Mick, Dinosaur News Manager


This is me. There will be typos. I'm not going to edit. I don't have the time.

--

This morning I got on the scale and it told me my weight was "E." You step on it and first it say 0.00 and then it does this cycling thing like it's thinking about your weight and then it should give you a number, but my scale says I weigh "E."

My weight is Extraordinary. Exciting.

I weigh Empty.

Other people weigh numbers. I weigh E.

I don't know what E means. It could mean anything or Everything. I weigh Excellent. I weigh Everyone. I weigh Elephant.

Ask Sesame Street. The fuck do I know.

--

I should be writing. I mean, I am writing, but I should be writing something else.
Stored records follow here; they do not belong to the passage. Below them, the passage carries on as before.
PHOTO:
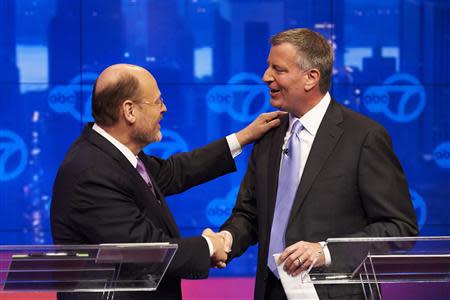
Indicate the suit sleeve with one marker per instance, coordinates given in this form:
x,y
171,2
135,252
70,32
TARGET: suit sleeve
x,y
104,211
243,222
384,190
385,198
185,170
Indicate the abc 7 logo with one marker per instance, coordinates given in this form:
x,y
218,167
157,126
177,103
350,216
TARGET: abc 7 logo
x,y
13,155
377,99
442,155
240,100
64,98
171,143
219,209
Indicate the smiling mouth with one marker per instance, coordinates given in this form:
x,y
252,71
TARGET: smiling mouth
x,y
274,91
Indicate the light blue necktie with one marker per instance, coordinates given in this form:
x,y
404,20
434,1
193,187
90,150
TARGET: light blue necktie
x,y
288,181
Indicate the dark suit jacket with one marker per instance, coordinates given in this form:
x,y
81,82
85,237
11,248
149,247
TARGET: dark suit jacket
x,y
352,186
98,197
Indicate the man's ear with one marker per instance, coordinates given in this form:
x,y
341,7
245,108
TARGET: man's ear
x,y
128,111
312,79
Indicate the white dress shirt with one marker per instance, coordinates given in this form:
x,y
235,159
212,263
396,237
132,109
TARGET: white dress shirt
x,y
311,122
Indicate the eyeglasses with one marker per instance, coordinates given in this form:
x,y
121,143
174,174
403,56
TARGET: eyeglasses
x,y
159,102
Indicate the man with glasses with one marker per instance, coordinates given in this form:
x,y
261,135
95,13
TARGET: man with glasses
x,y
325,172
108,191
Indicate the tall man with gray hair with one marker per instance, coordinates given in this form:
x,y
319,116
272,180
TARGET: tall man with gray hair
x,y
325,172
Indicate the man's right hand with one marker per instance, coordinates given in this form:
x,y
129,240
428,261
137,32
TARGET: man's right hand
x,y
255,130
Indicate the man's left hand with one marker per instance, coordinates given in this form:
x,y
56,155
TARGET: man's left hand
x,y
299,256
255,130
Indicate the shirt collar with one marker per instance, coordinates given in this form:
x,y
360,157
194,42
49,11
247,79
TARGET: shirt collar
x,y
312,119
122,148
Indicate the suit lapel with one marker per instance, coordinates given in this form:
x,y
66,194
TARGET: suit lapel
x,y
166,216
327,136
273,168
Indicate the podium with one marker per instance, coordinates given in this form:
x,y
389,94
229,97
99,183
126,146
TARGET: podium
x,y
106,268
365,263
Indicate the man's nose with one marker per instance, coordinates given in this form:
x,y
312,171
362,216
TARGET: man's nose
x,y
267,76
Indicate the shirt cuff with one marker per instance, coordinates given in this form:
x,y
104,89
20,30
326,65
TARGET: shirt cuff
x,y
210,245
228,238
326,253
233,144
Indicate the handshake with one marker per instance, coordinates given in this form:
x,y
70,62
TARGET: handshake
x,y
222,242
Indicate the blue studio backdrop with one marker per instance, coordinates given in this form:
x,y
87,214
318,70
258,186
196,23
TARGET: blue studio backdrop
x,y
392,64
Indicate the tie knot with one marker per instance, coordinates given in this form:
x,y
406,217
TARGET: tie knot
x,y
140,165
296,127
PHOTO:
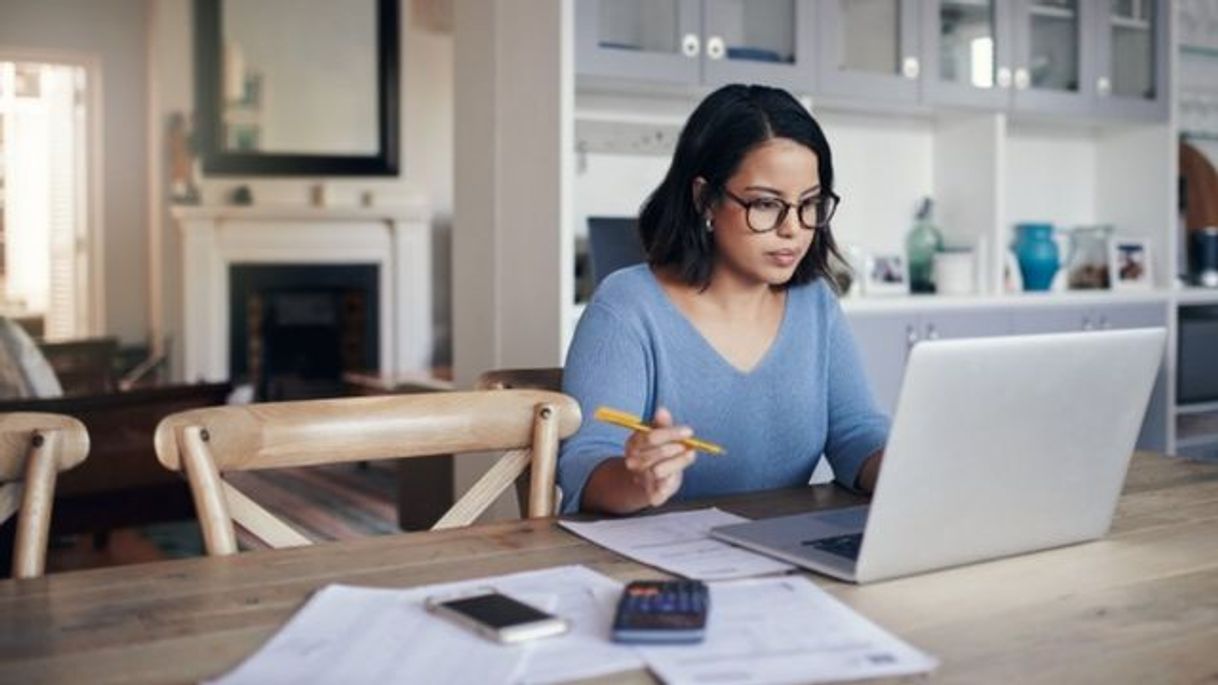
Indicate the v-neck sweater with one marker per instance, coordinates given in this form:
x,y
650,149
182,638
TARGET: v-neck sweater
x,y
633,350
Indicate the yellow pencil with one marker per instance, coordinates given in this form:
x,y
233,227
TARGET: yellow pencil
x,y
636,423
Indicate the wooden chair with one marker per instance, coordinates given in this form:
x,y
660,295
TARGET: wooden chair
x,y
549,378
34,447
206,443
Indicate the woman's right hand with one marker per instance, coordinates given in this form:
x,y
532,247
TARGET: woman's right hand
x,y
658,458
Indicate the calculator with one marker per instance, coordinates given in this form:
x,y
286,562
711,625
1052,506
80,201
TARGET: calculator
x,y
665,612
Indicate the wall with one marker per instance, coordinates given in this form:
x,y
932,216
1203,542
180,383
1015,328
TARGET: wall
x,y
112,32
426,132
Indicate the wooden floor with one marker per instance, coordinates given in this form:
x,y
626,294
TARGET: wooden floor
x,y
331,502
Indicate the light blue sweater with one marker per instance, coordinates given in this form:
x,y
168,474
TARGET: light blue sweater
x,y
635,351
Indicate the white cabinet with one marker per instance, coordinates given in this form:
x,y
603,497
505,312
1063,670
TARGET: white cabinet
x,y
886,338
1108,317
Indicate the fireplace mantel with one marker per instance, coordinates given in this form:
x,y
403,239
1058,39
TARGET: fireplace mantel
x,y
396,239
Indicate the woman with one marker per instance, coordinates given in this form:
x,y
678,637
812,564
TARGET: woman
x,y
731,328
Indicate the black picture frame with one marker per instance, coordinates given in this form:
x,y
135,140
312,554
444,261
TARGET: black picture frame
x,y
218,160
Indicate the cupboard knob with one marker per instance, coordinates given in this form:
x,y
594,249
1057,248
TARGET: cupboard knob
x,y
1022,81
691,45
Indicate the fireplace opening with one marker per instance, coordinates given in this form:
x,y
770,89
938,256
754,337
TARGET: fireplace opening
x,y
296,329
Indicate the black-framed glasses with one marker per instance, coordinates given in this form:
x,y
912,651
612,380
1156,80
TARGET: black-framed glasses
x,y
766,213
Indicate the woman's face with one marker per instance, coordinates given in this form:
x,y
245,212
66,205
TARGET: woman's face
x,y
776,170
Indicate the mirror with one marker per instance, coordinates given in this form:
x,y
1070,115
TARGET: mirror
x,y
297,87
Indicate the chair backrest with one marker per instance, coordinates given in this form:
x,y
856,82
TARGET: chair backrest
x,y
34,447
526,424
613,244
548,378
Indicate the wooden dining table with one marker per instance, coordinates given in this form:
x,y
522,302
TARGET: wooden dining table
x,y
1138,606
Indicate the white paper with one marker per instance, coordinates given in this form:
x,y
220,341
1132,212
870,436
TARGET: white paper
x,y
679,543
785,630
347,634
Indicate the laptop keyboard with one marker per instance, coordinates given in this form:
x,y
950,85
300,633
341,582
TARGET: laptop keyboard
x,y
845,546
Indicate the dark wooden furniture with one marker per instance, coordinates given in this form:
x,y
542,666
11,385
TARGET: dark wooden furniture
x,y
84,366
1138,606
425,484
121,483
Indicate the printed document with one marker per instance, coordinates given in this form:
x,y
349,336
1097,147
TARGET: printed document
x,y
347,634
785,630
679,543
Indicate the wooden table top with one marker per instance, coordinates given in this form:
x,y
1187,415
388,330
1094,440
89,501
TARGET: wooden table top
x,y
1139,606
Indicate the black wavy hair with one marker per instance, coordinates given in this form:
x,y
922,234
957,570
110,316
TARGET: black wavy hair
x,y
720,132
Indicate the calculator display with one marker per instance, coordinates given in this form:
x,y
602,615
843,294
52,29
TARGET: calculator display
x,y
663,607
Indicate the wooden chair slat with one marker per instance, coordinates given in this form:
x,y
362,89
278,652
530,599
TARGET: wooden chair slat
x,y
263,524
34,447
206,443
484,493
10,499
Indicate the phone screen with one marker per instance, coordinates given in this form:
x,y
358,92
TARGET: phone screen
x,y
497,611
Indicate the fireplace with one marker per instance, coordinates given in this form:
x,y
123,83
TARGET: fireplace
x,y
391,245
295,329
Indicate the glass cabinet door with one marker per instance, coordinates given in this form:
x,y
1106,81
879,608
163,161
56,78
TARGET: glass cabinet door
x,y
870,49
1133,45
967,51
1054,55
640,39
765,42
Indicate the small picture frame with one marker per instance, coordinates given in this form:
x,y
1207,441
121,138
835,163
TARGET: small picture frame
x,y
886,274
1129,263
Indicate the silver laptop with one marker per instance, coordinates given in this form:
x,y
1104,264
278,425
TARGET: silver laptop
x,y
999,446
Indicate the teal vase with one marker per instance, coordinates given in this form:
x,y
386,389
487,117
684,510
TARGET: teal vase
x,y
922,241
1037,252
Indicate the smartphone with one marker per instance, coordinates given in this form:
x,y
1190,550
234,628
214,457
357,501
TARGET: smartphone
x,y
498,617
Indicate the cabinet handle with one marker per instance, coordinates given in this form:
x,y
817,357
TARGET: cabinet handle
x,y
691,45
1022,81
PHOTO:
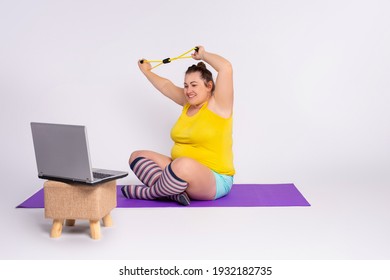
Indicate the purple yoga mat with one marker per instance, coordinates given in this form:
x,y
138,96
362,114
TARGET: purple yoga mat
x,y
241,195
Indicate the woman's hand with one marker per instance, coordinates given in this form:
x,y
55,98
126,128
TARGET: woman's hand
x,y
198,55
144,66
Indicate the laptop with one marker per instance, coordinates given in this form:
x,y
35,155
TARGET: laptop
x,y
62,154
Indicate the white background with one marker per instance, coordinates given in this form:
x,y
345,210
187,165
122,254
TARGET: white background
x,y
311,107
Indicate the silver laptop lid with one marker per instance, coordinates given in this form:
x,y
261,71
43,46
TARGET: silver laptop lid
x,y
62,151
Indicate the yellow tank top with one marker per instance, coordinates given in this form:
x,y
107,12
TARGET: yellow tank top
x,y
205,137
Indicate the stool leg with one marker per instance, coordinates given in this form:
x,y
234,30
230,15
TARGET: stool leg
x,y
107,220
70,222
94,226
56,229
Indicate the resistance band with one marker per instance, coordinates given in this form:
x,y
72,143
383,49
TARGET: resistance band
x,y
168,60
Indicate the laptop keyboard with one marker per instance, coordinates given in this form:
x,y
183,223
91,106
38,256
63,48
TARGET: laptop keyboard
x,y
97,175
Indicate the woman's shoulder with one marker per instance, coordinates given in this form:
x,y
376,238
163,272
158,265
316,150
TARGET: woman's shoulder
x,y
219,110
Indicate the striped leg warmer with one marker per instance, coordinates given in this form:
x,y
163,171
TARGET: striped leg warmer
x,y
147,171
167,185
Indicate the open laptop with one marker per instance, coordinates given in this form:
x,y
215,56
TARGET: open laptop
x,y
62,154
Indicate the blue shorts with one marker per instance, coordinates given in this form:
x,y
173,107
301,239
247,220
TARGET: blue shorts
x,y
224,184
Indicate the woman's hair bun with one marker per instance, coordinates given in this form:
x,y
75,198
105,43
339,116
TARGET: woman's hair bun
x,y
201,65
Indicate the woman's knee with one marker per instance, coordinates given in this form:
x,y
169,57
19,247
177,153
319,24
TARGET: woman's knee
x,y
136,154
183,166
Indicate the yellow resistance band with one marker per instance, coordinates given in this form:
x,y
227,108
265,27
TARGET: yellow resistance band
x,y
168,60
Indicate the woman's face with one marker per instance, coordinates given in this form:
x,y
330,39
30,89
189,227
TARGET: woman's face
x,y
195,89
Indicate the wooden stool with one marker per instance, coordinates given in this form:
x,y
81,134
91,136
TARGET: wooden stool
x,y
69,202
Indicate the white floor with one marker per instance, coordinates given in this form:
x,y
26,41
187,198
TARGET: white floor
x,y
347,220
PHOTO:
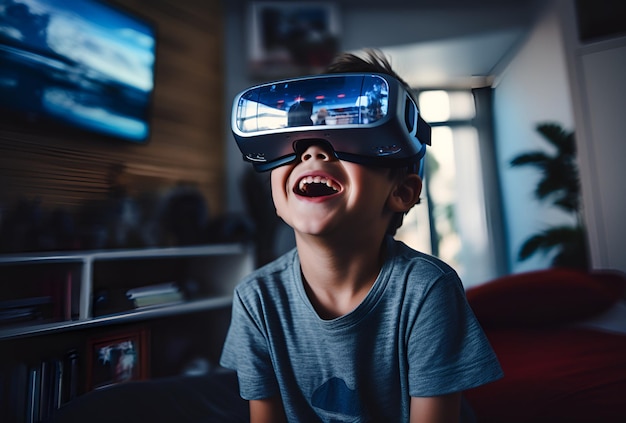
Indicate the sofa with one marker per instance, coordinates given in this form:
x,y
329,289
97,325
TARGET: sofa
x,y
560,336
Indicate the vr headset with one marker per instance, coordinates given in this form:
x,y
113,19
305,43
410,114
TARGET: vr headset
x,y
368,119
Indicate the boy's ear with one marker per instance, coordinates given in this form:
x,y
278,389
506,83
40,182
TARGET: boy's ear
x,y
406,193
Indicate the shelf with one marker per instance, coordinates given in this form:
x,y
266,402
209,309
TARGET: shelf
x,y
81,256
126,317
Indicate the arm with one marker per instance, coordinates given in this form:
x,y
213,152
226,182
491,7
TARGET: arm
x,y
441,409
269,410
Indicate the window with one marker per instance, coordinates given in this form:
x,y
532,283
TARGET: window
x,y
451,221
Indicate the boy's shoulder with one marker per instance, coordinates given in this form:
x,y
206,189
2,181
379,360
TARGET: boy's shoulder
x,y
406,256
275,270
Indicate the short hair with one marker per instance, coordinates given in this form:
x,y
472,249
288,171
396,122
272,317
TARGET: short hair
x,y
374,61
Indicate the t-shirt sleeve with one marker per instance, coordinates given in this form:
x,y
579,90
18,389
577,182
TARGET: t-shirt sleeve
x,y
447,349
246,351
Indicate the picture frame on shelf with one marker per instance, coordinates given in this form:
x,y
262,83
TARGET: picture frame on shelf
x,y
117,358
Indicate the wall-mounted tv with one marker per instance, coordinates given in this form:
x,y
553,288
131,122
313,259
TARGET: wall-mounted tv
x,y
83,66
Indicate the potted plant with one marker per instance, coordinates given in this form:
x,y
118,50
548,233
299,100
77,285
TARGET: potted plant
x,y
559,184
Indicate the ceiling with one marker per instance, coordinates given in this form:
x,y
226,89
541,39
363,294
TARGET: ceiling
x,y
444,43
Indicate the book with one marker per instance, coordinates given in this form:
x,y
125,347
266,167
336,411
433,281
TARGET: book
x,y
151,290
158,299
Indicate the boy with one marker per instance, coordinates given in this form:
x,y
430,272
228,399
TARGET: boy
x,y
350,326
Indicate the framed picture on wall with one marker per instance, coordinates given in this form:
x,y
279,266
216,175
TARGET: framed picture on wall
x,y
291,38
117,358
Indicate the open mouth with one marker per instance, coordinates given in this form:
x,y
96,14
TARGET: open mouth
x,y
317,186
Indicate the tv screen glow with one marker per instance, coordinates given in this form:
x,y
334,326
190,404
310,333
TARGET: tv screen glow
x,y
81,64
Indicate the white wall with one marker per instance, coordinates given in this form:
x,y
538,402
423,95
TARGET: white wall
x,y
598,86
532,89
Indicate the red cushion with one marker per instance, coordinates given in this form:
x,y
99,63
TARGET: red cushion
x,y
544,297
564,375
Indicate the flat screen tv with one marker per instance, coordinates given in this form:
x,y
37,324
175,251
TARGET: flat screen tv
x,y
83,66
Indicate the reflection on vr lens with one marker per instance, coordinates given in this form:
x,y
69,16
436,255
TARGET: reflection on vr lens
x,y
334,100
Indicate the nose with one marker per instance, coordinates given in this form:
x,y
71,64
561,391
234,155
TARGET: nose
x,y
316,152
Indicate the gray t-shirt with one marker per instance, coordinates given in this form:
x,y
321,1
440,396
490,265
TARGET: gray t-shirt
x,y
413,335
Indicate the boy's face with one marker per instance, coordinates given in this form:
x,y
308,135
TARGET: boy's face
x,y
321,195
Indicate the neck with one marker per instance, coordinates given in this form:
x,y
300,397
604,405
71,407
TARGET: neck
x,y
338,275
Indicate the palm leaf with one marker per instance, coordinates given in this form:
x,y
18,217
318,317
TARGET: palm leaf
x,y
569,239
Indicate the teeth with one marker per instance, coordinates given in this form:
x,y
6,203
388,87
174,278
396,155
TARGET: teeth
x,y
316,180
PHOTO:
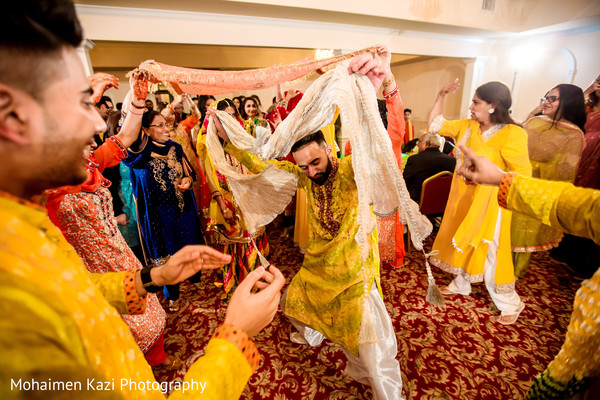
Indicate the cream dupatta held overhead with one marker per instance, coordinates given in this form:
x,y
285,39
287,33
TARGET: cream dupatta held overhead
x,y
262,196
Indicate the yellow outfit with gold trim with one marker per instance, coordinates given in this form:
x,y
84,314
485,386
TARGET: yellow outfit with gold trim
x,y
576,211
58,322
471,213
554,150
329,290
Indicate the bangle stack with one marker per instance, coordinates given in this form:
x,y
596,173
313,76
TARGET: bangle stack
x,y
391,94
389,82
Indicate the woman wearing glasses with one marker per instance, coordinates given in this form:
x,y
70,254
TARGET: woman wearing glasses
x,y
555,141
161,177
473,241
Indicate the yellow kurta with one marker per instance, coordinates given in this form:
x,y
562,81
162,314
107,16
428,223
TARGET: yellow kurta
x,y
56,323
554,151
576,211
471,213
329,290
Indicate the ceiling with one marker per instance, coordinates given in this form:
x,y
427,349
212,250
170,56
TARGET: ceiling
x,y
464,19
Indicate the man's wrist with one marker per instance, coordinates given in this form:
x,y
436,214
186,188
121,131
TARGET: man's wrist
x,y
156,275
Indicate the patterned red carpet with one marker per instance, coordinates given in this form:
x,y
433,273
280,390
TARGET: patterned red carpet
x,y
454,352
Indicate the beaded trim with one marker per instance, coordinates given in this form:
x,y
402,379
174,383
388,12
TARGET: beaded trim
x,y
135,304
324,198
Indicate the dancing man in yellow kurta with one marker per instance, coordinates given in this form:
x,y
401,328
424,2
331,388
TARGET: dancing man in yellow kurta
x,y
474,238
337,295
61,331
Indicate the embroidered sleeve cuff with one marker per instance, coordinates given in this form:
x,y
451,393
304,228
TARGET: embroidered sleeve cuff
x,y
504,188
135,303
239,339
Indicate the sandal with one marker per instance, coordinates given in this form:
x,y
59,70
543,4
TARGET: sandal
x,y
510,319
446,291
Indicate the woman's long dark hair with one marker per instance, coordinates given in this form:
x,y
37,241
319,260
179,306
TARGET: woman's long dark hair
x,y
498,94
202,104
571,106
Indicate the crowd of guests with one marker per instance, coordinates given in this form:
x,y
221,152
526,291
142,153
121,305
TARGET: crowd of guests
x,y
140,210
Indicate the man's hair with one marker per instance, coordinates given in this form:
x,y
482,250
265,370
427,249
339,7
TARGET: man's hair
x,y
104,100
34,33
316,137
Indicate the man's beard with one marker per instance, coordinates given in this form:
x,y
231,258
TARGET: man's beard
x,y
322,177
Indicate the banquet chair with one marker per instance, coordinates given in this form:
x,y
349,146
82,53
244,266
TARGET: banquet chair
x,y
434,196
I should be writing about Harley Quinn or samurai or Jean-Luc Picard

(okay, I should mention I am going back and correcting things as I write them, just for full disclosure)

but I'm not because I can't stand to.

Here is a complete list of things I am capable of doing right now:

1. Sleeping.

--

My mom's been dead for over a year and at this point I'm supposed to be fine according to the rules but I'm not. I have not been okay and I am not okay and it is still impossible to imagine I will ever be okay again.

I am supposed to be able to do my work. I was, in May 2018, supposed to be able to get up out of bed and go to work and sort through patient files and sign up people for Medicare and Medicaid and food stamps, but I couldn't do it. I couldn't do it, so since I was already freelance writing part time on the side, I stopped going to work and started freelance writing full time.

Everyone thinks this was brave. Everyone thinks I made a bold move to realize my dreams. I did not.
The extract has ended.